ChatGPT/InstructGPT paper (2)

1. Introduction

Interpretation of the first article: ChatGPT/InstructGPT paper (1)
After the ChatGPT fire, more and more people want to know about ChatGPT related technologies. Although the OpenAI official website does not give enough detailed information on ChatGPT, it gives a recommended reading paper InstructGPT. After comparison, it can be found that the two technologies are not much different, so you can understand ChatGPT through InstructGPT. The following is a detailed explanation of the content of InstructGPT. It is best to understand GPT1-GPT3 in advance to read the content of this article.

II. Summary and overview

The problem this article attempts to solve: the existing large-scale language models (such as GPT3.5) are not the bigger the model, the better. Larger models still generate fake, harmful, simplistic and useless content.
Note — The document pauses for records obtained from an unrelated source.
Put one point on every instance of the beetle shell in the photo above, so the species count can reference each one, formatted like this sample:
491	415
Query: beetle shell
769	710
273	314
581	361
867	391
Simply put, you can't get what the user wants.
Solutions: 1. Manual guidance, using supervised learning. 2. Reinforcement learning, in the case of human assistance, train a model that will further guide the GPT model to generate high-quality results.
Experimental results: InstructGPT's model with 1.3B parameters can achieve better performance than GPT-3's 1750B parameter model (that is, it can generate better, more useful, safer, and more harmless content, people who have molested ChatGPT should be more experienced).

3. Introduction

Existing large language models often generate unwanted content (understandable since the objective function is only to predict the next word and the reason for the high signal-to-noise ratio of the dataset).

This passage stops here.